Tutorial Sessions:

IWSOS 2006 will be accompanied by one special tutorial session taking place before and after the main workshop event. The second tutorial session planned on Wednesday 20th September has been cancelled.

 

Registration to the Tutorials:

Registration to the tutorial will cost 70Euros. The registration costs only cover the attendance to the desired session(s) only and do not entitle the attendee to any of the IWSOS sessions or social events. The registration must be done as follows:

  1. Send an email to iwsos@fmi.uni-passau.de specifying which sessions to register (before 10 September 2006)
  2. Payment is done by cash only at the registration desk (open on Sunday from Midday)
  3. Attendance of a single tutorial session costs 70 Euros

Tutorial Session 1: Resilient and Survivable Networks

Date and Time:

Sunday, 17th September 2006, 14:00 - 17:30

Organizer:

James P.G. Sterbenz, University of Kansas (US) and Lancaster University (UK)

 

Abstract:

This tutorial presents a comprehensive introduction to resilient and survivable networking. The target audience includes computer scientists and engineers who wish to learn about this emerging discipline.

 

Tutorial outline:

1. Motivation for resilient networks
2. Threats and challenges to the network
3. Problems with the current Internet, PSTN, and SCADA networks
4. Case studies in past failures
5. Architectural principles for resilient network design
6. Applying multi-level resilience to the protocol stack and planes

 

Biography:

Dr. James P.G. Sterbenz is Associate Professor of Electrical Engineering & Computer Science and member of the technical staff in the Information and Telecommunication Technology Center at the University of Kansas, and is a Visiting Professor of Computing in InfoLab21 at Lancaster University in the UK. He has previously held senior staff and research management positions at BBN Technologies, GTE Laboratories, and IBM Research. He has been a principal investigator and program manager for several DARPA and NASA funded research programs, including the DARPA Active Nets SENCOMM project.
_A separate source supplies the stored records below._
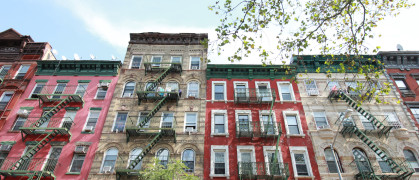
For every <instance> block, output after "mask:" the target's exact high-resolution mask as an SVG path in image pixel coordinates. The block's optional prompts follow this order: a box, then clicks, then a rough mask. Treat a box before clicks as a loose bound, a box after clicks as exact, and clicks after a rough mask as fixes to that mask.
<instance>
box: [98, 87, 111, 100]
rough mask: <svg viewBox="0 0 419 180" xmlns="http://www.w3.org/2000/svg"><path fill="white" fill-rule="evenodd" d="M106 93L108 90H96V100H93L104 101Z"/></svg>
mask: <svg viewBox="0 0 419 180" xmlns="http://www.w3.org/2000/svg"><path fill="white" fill-rule="evenodd" d="M107 92H108V89H105V88H97V91H96V98H95V99H105V97H106V93H107Z"/></svg>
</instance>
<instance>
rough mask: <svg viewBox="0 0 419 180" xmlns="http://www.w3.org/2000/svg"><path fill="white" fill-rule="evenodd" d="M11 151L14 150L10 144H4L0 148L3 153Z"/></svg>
mask: <svg viewBox="0 0 419 180" xmlns="http://www.w3.org/2000/svg"><path fill="white" fill-rule="evenodd" d="M10 149H12V145H10V144H3V145H1V147H0V151H2V152H10Z"/></svg>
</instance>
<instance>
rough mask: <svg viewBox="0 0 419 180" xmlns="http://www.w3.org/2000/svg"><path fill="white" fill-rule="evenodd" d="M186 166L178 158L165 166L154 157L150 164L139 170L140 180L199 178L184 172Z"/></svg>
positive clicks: (196, 178) (168, 179) (184, 164)
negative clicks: (149, 179) (140, 169)
mask: <svg viewBox="0 0 419 180" xmlns="http://www.w3.org/2000/svg"><path fill="white" fill-rule="evenodd" d="M185 169H188V167H187V166H186V165H185V164H183V163H182V161H180V160H176V161H174V162H172V163H168V164H167V168H165V167H164V166H163V165H161V164H160V161H159V159H157V158H155V159H154V162H153V163H152V164H149V165H148V166H146V167H145V169H144V170H143V171H141V172H140V176H139V177H140V178H139V179H140V180H149V179H153V180H199V178H198V177H197V176H194V175H192V174H188V173H186V172H185Z"/></svg>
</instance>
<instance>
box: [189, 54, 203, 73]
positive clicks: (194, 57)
mask: <svg viewBox="0 0 419 180" xmlns="http://www.w3.org/2000/svg"><path fill="white" fill-rule="evenodd" d="M200 63H201V58H200V57H198V56H191V69H192V70H196V69H199V65H200Z"/></svg>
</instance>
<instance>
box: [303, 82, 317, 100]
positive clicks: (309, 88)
mask: <svg viewBox="0 0 419 180" xmlns="http://www.w3.org/2000/svg"><path fill="white" fill-rule="evenodd" d="M304 84H305V85H306V91H307V94H308V95H309V96H317V95H319V89H317V85H316V80H314V79H306V80H304Z"/></svg>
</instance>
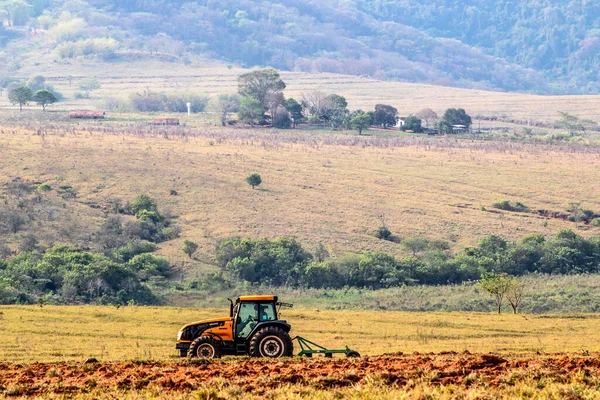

He is co-PI of the ResiliNets initiative; his research interests include survivable, resilient, and disruption tolerant mobile wireless networking, active and programmable networks, and high-speed networking and components. He received a doctorate in computer science from Washington University in 1991. He is a senior member of the IEEE, and a member of the IEE (UK), IEICE (Japan), ACM, ISOC Interplanetary SIG, and IFIP. He has been program chair for IEEE GBN and HotI, IFIP PfHSN and IWAN, is a member of the IWAN and PfHSN steering committees, is on the editorial board of IEEE Network, and is a Division Editor for KICS/IEEE Journal of Communications and Networks. He is principal author of the book High-Speed Networking: A Systematic Approach to High-Bandwidth Low-Latency Communication (Wiley 2001).

Tutorial Session 2: Basics and Challenges of the Emerging Peer-to-Peer Technology:

This tutorial session has been cancelled!